# Men's Hair Loss > Hair Loss Treatments >  How long for finasteride to start working?

## win200

Hey guys,

How long does finasteride typically take to start working? I started a six-week taper onto the drug on September 20th, so I've had about three months on the medication. Have to admit that I've not seen a decrease in shedding yet. 

_But_ I started minoxidil on October 17th, so I could be seeing a minoxidil shed that's offsetting benefit from the finasteride. Anyway, if folks could chime in regarding how long it took finasteride to start working for them, I'd be appreciative. 

Thanks!

----------


## rdawg

Takes a year to get the full affect of fin. So dont give up if you dont see anything early.

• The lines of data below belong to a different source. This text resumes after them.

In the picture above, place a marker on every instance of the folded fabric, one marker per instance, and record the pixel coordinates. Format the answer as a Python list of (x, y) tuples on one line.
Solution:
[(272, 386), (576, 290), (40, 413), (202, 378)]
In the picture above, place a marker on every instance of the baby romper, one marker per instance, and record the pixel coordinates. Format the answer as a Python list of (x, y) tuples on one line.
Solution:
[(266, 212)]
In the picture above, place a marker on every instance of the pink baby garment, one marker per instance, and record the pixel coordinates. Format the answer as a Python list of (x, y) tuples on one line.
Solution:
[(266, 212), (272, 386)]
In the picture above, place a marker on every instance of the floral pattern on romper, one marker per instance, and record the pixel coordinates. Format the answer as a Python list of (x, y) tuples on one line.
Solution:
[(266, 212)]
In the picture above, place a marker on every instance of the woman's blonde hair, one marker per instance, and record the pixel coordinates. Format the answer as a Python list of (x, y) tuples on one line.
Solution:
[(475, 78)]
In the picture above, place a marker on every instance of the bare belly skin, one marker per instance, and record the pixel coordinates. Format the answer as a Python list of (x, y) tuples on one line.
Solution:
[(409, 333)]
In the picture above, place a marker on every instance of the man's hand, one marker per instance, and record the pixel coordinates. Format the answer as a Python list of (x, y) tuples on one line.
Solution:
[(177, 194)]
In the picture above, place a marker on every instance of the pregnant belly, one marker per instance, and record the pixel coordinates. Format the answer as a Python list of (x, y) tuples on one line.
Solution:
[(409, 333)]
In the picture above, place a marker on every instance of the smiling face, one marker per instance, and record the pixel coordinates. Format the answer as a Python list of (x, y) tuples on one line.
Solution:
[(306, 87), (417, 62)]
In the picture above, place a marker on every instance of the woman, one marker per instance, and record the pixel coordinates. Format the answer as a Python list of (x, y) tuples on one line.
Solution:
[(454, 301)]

Im at about 6 months, and I believe I'm just STARTING to see the benefits of it, I was shedding on and off for the past few months, hair has improved slightly now.(nothing significant though.)

----------


## dex89

> Hey guys,
> 
> How long does finasteride typically take to start working? I started a six-week taper onto the drug on September 20th, so I've had about three months on the medication. Have to admit that I've not seen a decrease in shedding yet. 
> 
> _But_ I started minoxidil on October 17th, so I could be seeing a minoxidil shed that's offsetting benefit from the finasteride. Anyway, if folks could chime in regarding how long it took finasteride to start working for them, I'd be appreciative. 
> 
> Thanks!


 It takes up to 8-12 months before you see some results. Depending on how your body takes it you might see earlier results. for shedding wise, I've stop withing 4 months but i also been on other hair products.

----------


## Tracy C

> Takes a year to get the full affect of fin.


 That is not accurate.  Though it does typically take about 12 months to know if Finasteride is working for a man, the "full effect" as you state it can take longer.  How much longer?  It varies from man to man.

----------


## rdawg

> That is not accurate.  Though it does typically take about 12 months to know if Finasteride is working for a man, the "full effect" as you state it can take longer.  How much longer?  It varies from man to man.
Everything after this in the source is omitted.